17. Having considered the manner in which the identification parade was conducted, I am satisfied that it was done in line with the Force Standing Orders I have detailed elsewhere in this judgment.

18. The totality of the evidence against the appellant is that there was sufficient light at HQ Bar on that fateful early morning. The lights from the television, fluorescent tube and disco lights within the confines of the room was sufficient to illuminate the appellant.

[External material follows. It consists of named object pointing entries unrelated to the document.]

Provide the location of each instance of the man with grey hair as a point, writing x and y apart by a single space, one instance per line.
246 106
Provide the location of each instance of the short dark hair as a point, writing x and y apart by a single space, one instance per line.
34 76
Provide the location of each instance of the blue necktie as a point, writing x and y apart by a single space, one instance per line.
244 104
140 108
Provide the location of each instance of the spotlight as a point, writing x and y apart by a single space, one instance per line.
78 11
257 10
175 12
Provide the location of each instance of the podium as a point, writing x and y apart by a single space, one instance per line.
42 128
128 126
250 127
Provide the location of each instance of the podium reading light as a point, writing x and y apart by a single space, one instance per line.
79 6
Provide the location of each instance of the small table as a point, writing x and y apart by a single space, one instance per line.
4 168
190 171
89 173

Moreover, the time of interaction between the appellant and the witnesses and his unique features which PW 1 and PW 2 described to the police provided a level of assurance that the circumstances of identification were free from the possibility of error. The conduct of the identification parade and the appellant’s identification by two independent witnesses provided sufficient weight to the prosecution case that the appellant was among the persons who committed the robbery.

19. For reasons I have set out, I affirm the appellants’ conviction and sentence.

20. The appeal is dismissed.

SIGNED at KISUMU

D.S. MAJANJA

JUDGE

DATED and DELIVERED at KAKAMEGA this  ___13th ___ day of  __ October___ 2017.

R. N. SITATI

JUDGE

Appellant in person.

Mr Ng’etich, Senior Assistant Director of Public Prosecutions, instructed by the Office of Director of Public Prosecutions for the respondent.